The number of Australians with multiple sclerosis (MS) has increased 30 per cent over the past four years, with over 33,000 people with MS in 2021.
These latest MS figures were published in an interim report, commissioned by MS Australia and prepared by the Menzies Institute for Medical Research at the University of Tasmania.
Royal Hobart Hospital clinical neurologist and one of the report authors, Professor Bruce Taylor, said that while the rise in prevalence is a concern, the results were not unexpected, and the data is consistent with what is happening domestically and internationally.
“Many lifestyle and behavioural risk factors contribute to a person developing MS, including obesity and insufficient sunlight exposure. If we can narrow down more precisely what risk factors are driving this escalation through further research, we could significantly reduce the risk of MS in Australia and globally,” he said.
The annual per person costs of MS in Australia are higher than other comparable complex chronic diseases such as Parkinson’s disease and Type 2 diabetes.

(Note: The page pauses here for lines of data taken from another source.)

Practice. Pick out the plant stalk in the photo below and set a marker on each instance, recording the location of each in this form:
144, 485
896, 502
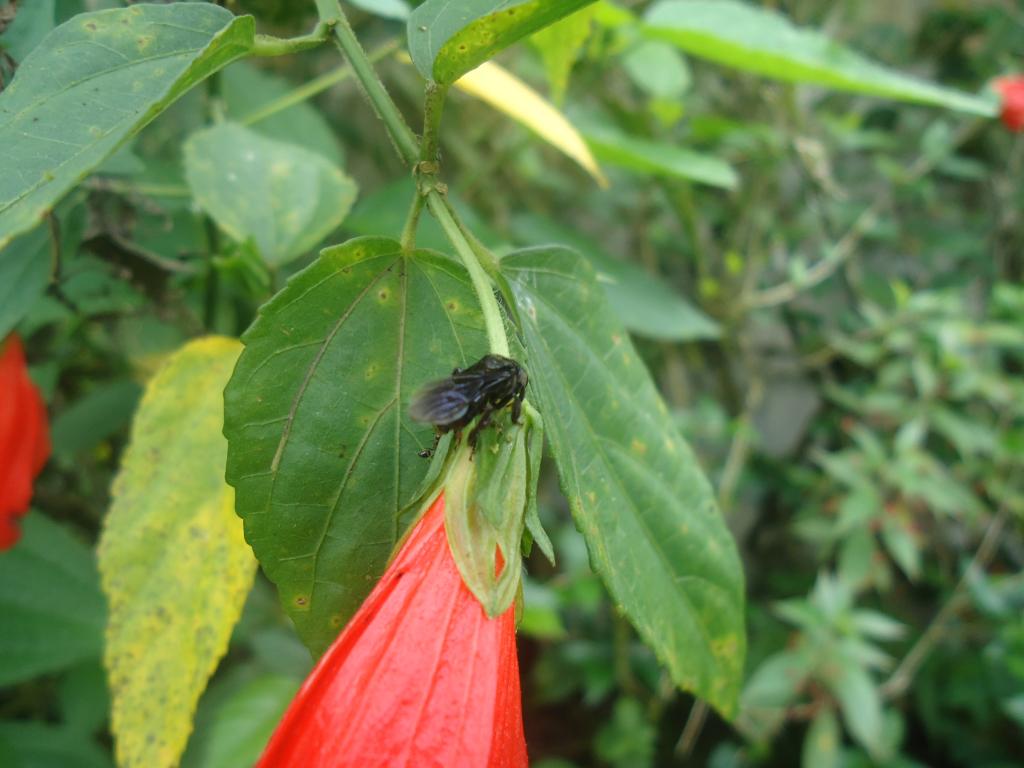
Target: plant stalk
314, 86
403, 139
413, 154
267, 45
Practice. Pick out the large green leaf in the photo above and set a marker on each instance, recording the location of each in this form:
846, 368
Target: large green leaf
52, 609
248, 90
658, 159
284, 198
90, 84
448, 39
635, 487
762, 41
645, 303
242, 724
175, 566
322, 451
31, 24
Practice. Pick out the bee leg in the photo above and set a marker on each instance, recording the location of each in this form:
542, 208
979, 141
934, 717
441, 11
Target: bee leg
427, 453
484, 422
517, 407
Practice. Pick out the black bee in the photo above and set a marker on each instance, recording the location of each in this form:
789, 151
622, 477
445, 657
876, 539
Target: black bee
480, 390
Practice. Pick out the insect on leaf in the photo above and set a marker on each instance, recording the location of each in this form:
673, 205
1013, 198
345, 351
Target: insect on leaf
322, 449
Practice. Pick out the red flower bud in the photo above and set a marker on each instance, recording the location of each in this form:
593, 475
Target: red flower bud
419, 677
1012, 90
25, 441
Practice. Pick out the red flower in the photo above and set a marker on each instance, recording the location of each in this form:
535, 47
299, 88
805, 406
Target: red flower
420, 677
25, 440
1012, 90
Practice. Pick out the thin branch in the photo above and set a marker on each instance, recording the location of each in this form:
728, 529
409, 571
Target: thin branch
903, 675
315, 86
847, 246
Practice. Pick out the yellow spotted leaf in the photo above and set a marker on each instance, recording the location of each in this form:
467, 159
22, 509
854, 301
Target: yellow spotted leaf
506, 92
173, 561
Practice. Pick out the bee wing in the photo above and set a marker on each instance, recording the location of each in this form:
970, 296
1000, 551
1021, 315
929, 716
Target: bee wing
440, 402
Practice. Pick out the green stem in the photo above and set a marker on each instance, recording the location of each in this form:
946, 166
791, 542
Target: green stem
403, 139
433, 107
493, 320
267, 45
410, 151
314, 86
412, 222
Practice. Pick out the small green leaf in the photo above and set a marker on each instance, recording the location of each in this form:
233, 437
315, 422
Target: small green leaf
659, 159
93, 82
52, 609
175, 567
559, 46
248, 89
646, 304
285, 198
762, 41
657, 69
40, 745
821, 744
94, 417
387, 8
25, 271
321, 448
242, 724
635, 487
446, 39
861, 706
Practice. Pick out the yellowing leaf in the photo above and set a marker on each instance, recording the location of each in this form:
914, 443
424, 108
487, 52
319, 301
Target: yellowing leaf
505, 91
174, 565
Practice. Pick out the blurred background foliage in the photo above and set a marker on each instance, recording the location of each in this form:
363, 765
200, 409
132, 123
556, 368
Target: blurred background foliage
828, 294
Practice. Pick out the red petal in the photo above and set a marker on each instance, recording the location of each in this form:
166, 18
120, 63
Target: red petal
24, 438
420, 677
1012, 90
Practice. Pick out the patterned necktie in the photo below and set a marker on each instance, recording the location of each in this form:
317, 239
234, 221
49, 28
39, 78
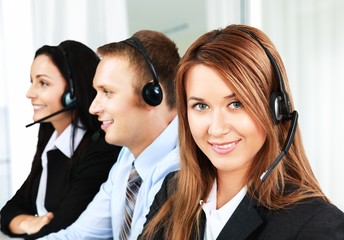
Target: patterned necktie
133, 186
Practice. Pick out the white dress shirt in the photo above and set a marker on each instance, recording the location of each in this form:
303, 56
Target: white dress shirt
217, 218
64, 144
104, 215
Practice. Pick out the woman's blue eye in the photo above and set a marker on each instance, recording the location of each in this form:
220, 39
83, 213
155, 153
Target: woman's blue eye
201, 106
236, 105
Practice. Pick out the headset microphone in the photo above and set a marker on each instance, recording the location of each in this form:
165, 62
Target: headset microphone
279, 107
52, 115
285, 148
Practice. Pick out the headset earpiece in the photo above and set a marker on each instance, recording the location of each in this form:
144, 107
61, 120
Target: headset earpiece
151, 92
279, 107
68, 98
279, 100
276, 107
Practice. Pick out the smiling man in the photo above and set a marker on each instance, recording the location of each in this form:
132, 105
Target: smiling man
136, 104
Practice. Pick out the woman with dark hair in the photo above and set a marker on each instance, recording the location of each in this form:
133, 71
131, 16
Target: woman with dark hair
72, 158
236, 115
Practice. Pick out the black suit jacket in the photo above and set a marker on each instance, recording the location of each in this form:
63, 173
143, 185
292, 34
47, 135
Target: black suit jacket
311, 219
68, 190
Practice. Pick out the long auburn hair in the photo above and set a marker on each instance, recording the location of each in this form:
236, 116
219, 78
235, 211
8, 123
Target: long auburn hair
244, 65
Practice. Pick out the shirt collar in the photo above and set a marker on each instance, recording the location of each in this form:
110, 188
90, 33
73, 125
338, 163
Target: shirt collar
226, 210
64, 141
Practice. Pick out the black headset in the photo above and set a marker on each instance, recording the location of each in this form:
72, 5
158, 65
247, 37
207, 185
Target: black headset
68, 98
279, 100
151, 92
279, 107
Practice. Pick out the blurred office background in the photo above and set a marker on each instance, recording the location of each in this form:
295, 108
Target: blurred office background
308, 33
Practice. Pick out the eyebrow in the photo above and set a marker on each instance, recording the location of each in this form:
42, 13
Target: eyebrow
201, 99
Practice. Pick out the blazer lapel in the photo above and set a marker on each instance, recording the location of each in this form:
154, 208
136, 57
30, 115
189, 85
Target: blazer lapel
243, 222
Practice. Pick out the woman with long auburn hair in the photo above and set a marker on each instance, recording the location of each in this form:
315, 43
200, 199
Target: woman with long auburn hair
236, 117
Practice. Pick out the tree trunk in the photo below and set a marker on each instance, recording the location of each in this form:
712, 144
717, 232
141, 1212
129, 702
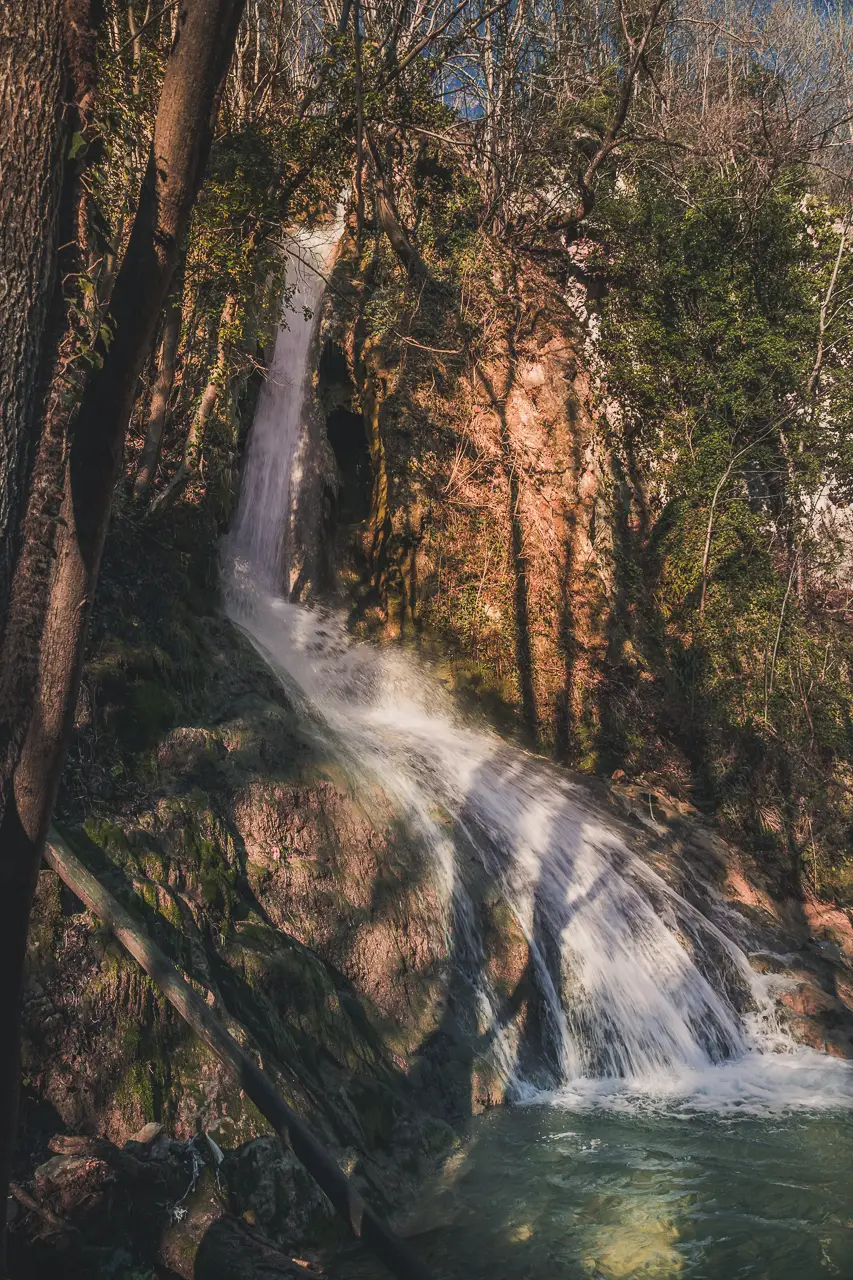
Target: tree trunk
46, 74
206, 405
389, 219
32, 90
181, 142
255, 1082
146, 474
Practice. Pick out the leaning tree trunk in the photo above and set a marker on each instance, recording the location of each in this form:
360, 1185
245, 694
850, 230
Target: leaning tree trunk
159, 406
32, 91
46, 77
182, 135
194, 444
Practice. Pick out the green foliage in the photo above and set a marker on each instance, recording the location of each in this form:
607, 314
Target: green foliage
710, 337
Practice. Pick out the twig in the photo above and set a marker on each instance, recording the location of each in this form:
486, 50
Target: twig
250, 1077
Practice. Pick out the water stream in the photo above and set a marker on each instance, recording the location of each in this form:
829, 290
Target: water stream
655, 1031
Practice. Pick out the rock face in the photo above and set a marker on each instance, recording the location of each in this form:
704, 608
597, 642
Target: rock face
475, 516
99, 1210
310, 920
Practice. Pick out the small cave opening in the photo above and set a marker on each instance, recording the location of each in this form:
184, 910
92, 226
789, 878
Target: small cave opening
349, 442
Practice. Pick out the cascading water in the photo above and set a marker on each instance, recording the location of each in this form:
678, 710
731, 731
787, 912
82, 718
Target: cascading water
641, 992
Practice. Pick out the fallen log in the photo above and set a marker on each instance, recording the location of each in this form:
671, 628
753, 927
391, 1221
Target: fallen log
364, 1224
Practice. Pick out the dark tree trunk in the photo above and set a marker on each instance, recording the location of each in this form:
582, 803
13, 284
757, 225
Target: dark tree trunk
46, 76
182, 135
150, 457
32, 91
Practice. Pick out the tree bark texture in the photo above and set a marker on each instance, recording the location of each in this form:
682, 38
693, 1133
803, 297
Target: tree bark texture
46, 71
179, 149
32, 91
214, 387
255, 1082
159, 406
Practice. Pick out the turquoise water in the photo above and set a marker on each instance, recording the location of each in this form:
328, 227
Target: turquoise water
542, 1193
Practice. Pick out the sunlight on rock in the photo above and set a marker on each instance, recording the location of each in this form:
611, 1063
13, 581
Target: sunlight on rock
643, 1251
519, 1234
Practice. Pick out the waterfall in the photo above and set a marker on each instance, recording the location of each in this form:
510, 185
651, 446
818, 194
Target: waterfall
639, 990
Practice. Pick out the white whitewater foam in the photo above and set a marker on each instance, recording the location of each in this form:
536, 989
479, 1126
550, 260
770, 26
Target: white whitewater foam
644, 1000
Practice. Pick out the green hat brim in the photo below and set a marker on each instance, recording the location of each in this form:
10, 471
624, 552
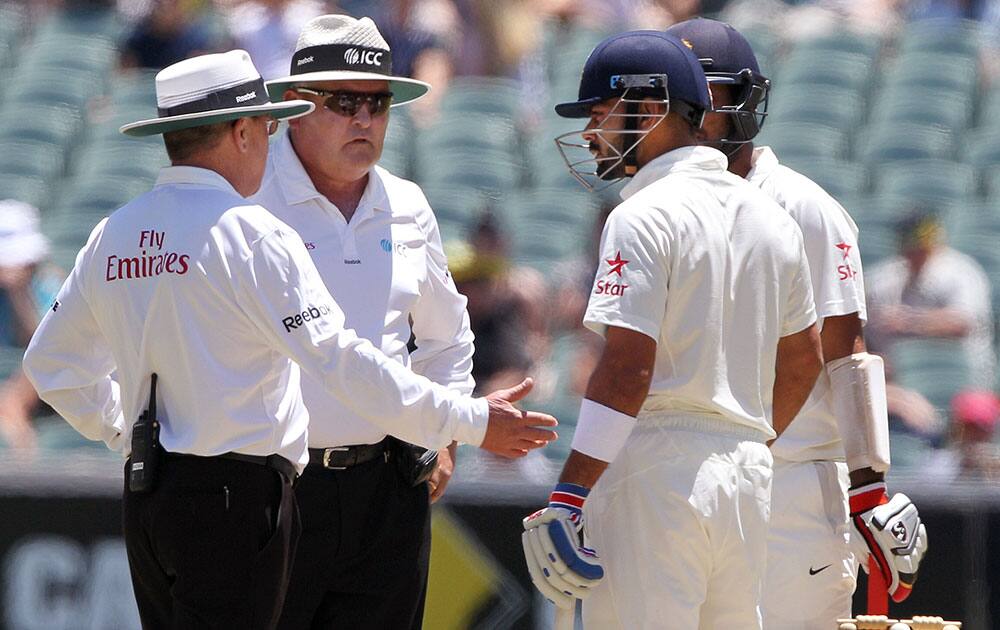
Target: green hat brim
404, 90
154, 126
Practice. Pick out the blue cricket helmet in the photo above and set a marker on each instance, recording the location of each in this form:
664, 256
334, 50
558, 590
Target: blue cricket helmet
642, 63
727, 58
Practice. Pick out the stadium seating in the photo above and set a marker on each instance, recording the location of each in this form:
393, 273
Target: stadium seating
935, 368
880, 144
807, 68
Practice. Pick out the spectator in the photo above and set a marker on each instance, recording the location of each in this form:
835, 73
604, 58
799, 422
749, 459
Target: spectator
27, 289
932, 290
972, 453
173, 30
423, 36
268, 29
912, 414
510, 329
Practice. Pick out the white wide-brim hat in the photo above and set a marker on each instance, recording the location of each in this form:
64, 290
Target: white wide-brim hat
211, 89
21, 242
342, 48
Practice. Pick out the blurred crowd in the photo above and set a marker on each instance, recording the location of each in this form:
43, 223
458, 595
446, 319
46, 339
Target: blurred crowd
527, 322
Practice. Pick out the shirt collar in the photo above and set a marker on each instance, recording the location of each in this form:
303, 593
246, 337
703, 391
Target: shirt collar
693, 158
194, 175
763, 163
297, 187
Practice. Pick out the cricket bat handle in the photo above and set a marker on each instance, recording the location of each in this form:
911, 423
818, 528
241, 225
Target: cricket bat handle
565, 618
878, 590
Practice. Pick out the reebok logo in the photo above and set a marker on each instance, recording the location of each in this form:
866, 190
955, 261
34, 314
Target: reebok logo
899, 532
353, 56
313, 312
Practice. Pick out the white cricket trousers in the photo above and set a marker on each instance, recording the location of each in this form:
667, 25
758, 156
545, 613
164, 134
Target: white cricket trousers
810, 568
679, 520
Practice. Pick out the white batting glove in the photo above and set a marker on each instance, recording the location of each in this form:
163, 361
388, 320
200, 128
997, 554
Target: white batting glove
561, 568
890, 531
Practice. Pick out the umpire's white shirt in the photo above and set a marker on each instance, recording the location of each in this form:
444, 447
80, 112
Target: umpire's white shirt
221, 300
385, 268
831, 240
715, 272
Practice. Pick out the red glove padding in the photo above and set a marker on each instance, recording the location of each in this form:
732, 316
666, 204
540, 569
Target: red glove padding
890, 531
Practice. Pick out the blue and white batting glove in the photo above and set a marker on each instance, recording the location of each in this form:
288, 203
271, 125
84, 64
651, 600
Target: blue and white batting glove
890, 531
561, 568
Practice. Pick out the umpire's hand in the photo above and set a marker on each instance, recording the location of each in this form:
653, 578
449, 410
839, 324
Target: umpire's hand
512, 432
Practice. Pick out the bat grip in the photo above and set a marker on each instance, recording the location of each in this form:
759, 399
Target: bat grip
878, 590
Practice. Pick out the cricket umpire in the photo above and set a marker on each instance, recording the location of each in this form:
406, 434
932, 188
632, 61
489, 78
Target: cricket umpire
363, 557
710, 349
208, 306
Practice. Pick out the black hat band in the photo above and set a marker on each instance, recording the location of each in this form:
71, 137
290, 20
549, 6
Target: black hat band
242, 95
342, 57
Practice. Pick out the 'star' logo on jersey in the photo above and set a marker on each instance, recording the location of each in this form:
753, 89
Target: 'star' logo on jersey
845, 271
607, 287
617, 264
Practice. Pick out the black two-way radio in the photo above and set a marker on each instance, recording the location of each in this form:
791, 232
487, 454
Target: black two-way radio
145, 459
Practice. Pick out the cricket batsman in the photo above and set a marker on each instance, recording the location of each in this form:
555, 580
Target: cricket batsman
818, 497
704, 301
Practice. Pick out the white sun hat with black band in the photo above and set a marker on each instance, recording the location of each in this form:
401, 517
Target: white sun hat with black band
342, 48
211, 89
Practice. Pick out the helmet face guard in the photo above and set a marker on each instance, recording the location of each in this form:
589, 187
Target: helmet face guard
747, 115
597, 172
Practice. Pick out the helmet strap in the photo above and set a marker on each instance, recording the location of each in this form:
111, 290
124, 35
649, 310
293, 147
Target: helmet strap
631, 125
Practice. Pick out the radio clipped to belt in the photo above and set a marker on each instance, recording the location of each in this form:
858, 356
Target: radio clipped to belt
415, 463
145, 459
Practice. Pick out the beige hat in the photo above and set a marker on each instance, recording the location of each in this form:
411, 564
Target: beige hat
210, 89
342, 48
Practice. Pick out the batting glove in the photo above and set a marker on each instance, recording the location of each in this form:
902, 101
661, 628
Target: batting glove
890, 531
561, 568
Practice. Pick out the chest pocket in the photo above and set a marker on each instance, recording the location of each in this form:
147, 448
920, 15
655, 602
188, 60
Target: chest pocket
409, 263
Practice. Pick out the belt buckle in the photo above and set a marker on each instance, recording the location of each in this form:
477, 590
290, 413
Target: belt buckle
326, 457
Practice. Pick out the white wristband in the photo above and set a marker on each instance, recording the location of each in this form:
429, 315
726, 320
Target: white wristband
601, 431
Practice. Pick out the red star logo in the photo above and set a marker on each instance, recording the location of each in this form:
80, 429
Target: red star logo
616, 264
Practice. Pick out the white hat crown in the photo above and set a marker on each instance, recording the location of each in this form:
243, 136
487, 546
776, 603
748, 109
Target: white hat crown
343, 48
196, 78
210, 89
341, 29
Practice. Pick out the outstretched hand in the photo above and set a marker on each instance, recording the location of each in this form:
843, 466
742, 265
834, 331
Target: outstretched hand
511, 431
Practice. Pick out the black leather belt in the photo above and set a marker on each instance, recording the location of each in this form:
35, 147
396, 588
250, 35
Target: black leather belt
343, 457
275, 462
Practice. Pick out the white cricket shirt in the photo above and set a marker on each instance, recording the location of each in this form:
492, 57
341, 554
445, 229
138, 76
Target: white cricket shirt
385, 269
714, 271
221, 300
831, 241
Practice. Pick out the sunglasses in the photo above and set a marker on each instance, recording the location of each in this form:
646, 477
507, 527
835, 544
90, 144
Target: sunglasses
349, 103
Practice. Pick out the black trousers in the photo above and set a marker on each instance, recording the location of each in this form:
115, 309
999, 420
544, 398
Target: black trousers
362, 560
211, 545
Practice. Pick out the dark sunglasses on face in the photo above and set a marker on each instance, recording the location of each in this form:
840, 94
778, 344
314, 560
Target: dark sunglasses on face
349, 103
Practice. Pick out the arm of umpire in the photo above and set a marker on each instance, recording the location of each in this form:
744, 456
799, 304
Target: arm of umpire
443, 336
69, 362
282, 292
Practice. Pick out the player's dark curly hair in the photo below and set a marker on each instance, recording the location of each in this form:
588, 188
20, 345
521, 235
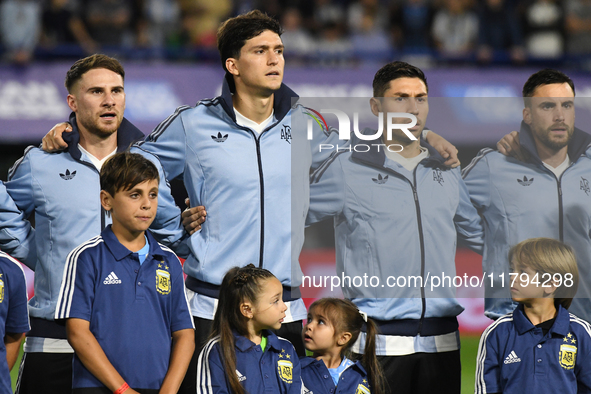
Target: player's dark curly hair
234, 32
543, 77
82, 66
392, 71
239, 285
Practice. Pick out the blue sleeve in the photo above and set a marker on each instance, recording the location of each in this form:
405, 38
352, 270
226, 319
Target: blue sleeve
168, 143
488, 368
20, 188
17, 320
181, 315
76, 296
296, 386
17, 237
467, 221
477, 178
211, 375
167, 227
583, 363
327, 191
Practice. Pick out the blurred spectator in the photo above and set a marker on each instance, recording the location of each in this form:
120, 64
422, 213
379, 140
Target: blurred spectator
455, 29
297, 40
201, 19
578, 24
328, 13
160, 23
20, 24
371, 8
370, 43
499, 31
62, 25
411, 23
333, 49
544, 27
109, 22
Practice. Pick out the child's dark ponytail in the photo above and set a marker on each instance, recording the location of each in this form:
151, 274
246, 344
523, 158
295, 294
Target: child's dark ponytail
346, 317
239, 285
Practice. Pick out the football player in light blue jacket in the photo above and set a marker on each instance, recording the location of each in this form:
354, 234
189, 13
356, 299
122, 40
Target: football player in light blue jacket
63, 191
241, 157
398, 211
547, 194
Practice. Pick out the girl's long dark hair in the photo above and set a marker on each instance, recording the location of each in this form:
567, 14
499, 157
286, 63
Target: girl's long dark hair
345, 317
239, 285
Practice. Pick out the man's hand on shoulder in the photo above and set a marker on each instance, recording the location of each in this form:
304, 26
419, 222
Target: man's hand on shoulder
53, 141
193, 218
509, 146
445, 149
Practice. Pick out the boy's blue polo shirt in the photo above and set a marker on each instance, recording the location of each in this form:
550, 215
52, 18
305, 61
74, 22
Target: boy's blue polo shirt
316, 378
133, 310
514, 356
276, 370
13, 310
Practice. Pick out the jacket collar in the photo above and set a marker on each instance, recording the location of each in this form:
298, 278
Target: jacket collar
120, 252
244, 344
126, 135
281, 99
376, 157
576, 148
560, 327
312, 362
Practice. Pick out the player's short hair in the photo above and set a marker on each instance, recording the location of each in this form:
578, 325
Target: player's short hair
125, 170
234, 32
549, 256
543, 77
82, 66
392, 71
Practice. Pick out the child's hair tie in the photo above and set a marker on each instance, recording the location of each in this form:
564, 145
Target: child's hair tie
363, 315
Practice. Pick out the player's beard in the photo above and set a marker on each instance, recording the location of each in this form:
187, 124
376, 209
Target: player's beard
94, 128
553, 143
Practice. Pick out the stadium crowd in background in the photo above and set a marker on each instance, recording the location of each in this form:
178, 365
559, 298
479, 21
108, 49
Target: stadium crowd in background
327, 32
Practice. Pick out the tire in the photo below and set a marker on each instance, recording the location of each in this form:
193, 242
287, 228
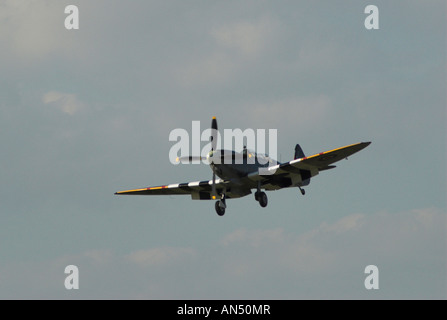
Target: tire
263, 200
220, 211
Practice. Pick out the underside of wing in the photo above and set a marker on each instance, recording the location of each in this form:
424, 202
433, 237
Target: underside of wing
323, 160
298, 172
199, 190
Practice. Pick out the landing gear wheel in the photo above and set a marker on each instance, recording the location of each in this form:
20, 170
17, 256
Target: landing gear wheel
263, 200
220, 210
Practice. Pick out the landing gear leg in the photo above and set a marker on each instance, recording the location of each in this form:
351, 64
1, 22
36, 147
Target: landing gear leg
221, 205
261, 197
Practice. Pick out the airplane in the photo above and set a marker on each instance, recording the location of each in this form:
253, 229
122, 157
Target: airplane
238, 178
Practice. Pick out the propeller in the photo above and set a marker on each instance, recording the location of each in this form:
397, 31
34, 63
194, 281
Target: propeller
213, 139
209, 158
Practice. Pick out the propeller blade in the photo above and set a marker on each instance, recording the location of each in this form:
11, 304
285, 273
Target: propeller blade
213, 137
213, 187
189, 159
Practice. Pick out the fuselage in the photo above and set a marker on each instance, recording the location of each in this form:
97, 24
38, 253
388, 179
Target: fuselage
228, 164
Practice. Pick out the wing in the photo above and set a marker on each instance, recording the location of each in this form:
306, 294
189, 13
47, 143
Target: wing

MS Australia CEO Rohan Greenland said there is “an urgent need for further government investment in MS research”. The organisation is also calling for greater data collection, better access to care including MS nurses and investment in broader preventative health measures including healthy weight, tobacco control, nutrition and physical activity.
A recent study found that MS prevalence had increased in every world region from 2013 to 2020, with a person diagnosed with MS every five minutes.